Former British intelligence officer Philip Ingram said this needs to be considered from "a holistic perspective". Criminal or nation state actors are not going to be sitting there thinking "today we attack the cloud, tomorrow we attack endpoints." Rather, he stated, "They look for whatever they can find as the weakest element of the system, and then they'll attack the weakest element of the system."

Attackers might be able to access a given end-user organization's "cloud" infrastructure or applications, he said. But compromising cloud providers' own networks and systems will be quite a different proposition, he suggested.

"As soon as a cloud provider has to admit that they have lost a client's data because of an attack against it, that cloud provider will lose its business," he said. "So, they will do everything they can to deflect and make sure that they're protected against it."

Overtaken By World Events?

In the meantime, "the cloud" continues to operate against a backdrop of cyber war, further fueled by the physical war in Ukraine, Ingram said. "The Russians are prolific; the Ukrainians are prolific back to the Russians.

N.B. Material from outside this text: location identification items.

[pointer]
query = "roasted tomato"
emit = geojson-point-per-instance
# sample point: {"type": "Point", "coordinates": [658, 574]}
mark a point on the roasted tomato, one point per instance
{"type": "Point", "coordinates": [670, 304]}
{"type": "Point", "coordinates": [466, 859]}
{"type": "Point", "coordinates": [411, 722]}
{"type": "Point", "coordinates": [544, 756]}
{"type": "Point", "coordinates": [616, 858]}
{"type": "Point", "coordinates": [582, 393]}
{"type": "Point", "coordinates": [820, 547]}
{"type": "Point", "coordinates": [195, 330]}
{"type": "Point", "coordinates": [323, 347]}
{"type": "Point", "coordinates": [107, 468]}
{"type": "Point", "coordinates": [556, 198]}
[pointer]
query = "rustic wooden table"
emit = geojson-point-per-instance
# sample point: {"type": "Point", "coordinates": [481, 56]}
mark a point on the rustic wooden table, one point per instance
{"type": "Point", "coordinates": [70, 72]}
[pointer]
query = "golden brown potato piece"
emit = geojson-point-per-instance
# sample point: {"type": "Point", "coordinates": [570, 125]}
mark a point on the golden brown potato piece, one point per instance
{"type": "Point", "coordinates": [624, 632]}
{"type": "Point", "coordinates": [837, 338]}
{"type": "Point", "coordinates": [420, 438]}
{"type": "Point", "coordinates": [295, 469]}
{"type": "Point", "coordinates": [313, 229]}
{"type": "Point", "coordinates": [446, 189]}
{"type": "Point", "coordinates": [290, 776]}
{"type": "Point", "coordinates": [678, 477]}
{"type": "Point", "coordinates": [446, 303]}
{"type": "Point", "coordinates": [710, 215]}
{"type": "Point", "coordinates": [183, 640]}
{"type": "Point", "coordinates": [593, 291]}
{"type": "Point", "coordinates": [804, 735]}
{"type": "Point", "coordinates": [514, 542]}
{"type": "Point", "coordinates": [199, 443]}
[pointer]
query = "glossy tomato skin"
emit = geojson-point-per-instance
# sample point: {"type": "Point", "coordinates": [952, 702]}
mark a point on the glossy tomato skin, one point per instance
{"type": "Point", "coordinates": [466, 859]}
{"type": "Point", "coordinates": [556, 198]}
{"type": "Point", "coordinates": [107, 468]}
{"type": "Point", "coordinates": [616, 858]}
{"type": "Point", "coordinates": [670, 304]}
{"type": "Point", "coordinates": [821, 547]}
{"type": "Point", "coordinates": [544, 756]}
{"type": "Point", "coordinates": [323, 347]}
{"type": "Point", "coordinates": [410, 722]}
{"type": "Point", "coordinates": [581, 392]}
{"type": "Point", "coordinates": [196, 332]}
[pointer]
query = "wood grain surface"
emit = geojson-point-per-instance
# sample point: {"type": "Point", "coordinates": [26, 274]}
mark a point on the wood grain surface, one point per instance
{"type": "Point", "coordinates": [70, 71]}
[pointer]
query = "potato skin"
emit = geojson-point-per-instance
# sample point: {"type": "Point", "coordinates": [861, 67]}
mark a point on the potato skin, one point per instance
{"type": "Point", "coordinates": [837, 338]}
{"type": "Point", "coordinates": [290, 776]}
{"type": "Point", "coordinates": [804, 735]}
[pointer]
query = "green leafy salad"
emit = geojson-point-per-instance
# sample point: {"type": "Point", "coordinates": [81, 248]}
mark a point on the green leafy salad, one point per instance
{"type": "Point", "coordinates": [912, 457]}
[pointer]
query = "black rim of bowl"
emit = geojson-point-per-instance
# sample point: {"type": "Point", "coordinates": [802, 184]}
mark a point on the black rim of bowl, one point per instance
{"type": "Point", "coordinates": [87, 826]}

Elements are bleeding out, they're attacking the U.K., they're attacking the U.S., they're attacking countries around the world."

Meanwhile, Ingram added, other countries from Iran and North Korea to China are looking to exploit the situation. The motivations might be different – out and out cyberwar for Russia, intellectual property (IP) theft and commercial advantage for China – but the effect is the same.

Does this mean "the cloud" has become more dangerous? "There's no one easy answer to give as to whether someone is targeting the cloud," said Ingram. "Because every attack has got an element of targeting the cloud."